現在、ご主人様の収入のみでも、しっかりとした年間貯蓄が実現出来ています。既にある程度の貯蓄も出来ており、資産運用も組み入れての資産形成を意識しており素晴らしいです。そのような中、住宅購入後のリスクとしては、大きく3つです。

【リスク1:世帯主の収入の変化】
あくまで現状の収入が続いた上でのシミュレーションとなるので、今後お勤め先の業界や会社の業績の変化などによって、収入が落ちることもあるかもしれません。また、がんなどの大病などで、今のようにバリバリと働く事が出来なくなり、収入が下がってしまうリスクもあります。ここが、住宅購入後の最大のリスクとなります。通常の団信の場合は、死亡や高度障害のみの保障なので、特に年収の高いご相談者の場合は、上乗せ金利などコストを掛けてでも、がんとなった場合の保障などを充実させておくと安心です。団信以外でも、民間の生命保険・医療保険で準備することも可能です。住宅購入後は、団信と組み合わせて既存の保険の見直しを検討しましょう。

【リスク2:奥様の収入の変化】
子どもが3歳になるタイミングでの復職を考えているようです。順調に復職することが出来れば良いですが、お二人目の出産後の体調の変化や意識の変化などにより、復職しないという選択を選ぶ可能性もあります。その場合、復職して収入がある前提で組み立てると、生計が成り立たなくなるリスクがあります。復職するタイミングやその時の期待できる年収、また働けない場合の対応などもシミュレーションしておくと安心です。

【リスク3:万が一の時の保障】
上記収入の変化にも繋がりますが、万が一死亡や病気などをした場合、治療費がかかったり、収入にも変化があります。そのような時でもしっかりと教育費の準備やローン返済、老後資金などを確保しておく必要があります。特に盲点となりがちなのが、奥様の保障です。共働きを想定する場合、奥様の収入あっての生活設計となります。奥様の保障についてもしっかりと準備しておく必要があります。

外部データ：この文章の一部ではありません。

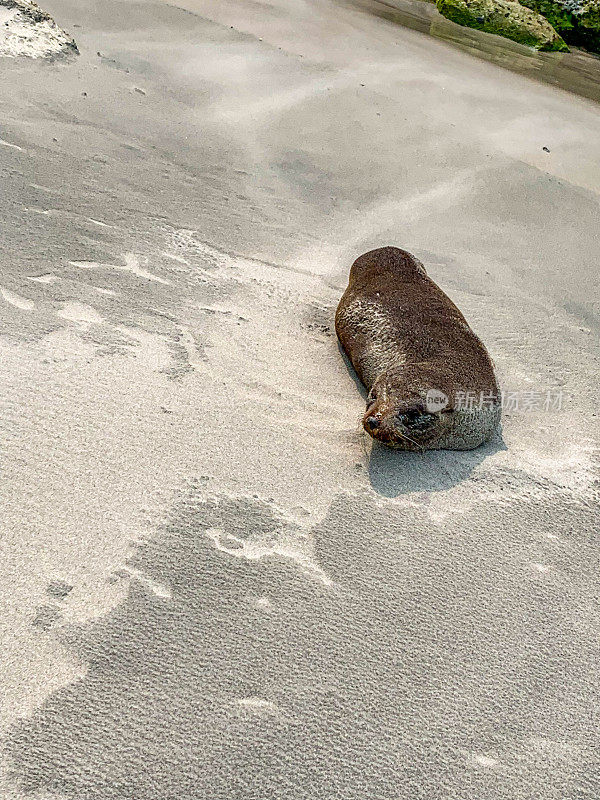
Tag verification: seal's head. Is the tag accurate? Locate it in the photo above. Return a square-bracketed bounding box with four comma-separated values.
[363, 378, 452, 452]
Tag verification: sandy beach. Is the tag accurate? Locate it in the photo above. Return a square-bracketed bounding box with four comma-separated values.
[0, 0, 600, 800]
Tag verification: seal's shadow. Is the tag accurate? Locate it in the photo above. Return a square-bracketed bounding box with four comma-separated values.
[338, 342, 506, 497]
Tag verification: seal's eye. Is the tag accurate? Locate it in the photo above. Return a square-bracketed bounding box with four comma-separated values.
[398, 408, 435, 431]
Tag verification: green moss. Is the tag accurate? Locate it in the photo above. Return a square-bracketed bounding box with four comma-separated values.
[520, 0, 600, 53]
[436, 0, 569, 51]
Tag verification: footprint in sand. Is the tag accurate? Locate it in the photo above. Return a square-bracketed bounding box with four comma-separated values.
[56, 303, 104, 327]
[0, 286, 35, 311]
[69, 253, 170, 284]
[27, 272, 60, 283]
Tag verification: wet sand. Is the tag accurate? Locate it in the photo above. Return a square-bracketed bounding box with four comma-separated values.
[0, 0, 600, 800]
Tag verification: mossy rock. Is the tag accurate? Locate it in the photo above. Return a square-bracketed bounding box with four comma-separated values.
[520, 0, 600, 53]
[436, 0, 569, 50]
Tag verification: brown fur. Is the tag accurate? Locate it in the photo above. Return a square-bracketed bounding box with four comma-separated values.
[335, 247, 498, 449]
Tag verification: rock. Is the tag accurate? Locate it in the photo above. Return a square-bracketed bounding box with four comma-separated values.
[520, 0, 600, 53]
[0, 0, 79, 58]
[436, 0, 569, 50]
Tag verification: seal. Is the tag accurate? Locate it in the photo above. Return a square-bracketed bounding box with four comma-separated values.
[335, 247, 501, 451]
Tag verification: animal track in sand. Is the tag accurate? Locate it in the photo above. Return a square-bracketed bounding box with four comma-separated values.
[0, 139, 25, 153]
[56, 302, 104, 327]
[0, 286, 35, 311]
[27, 272, 60, 283]
[69, 253, 170, 284]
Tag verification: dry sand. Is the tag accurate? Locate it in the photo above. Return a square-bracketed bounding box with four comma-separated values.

ただ、保障ばかり準備して貯蓄が出来なくなるのでは本末転倒です。保障と貯蓄のバランスを取り、効率よくムダのない保障を準備しましょう。

いくつかのパターンでシミュレーションを

ご相談者は貯蓄力もあり資産運用も組み入れるなど、賢く資産形成されております。今後は、より目的にあった貯蓄や運用比率や運用手法を取り入れる必要があります。

収入や物件価格など、いくつかのパターンでシミュレーションを行い、ご自身にとって理想の住宅購入およびライフプランを実現させましょう。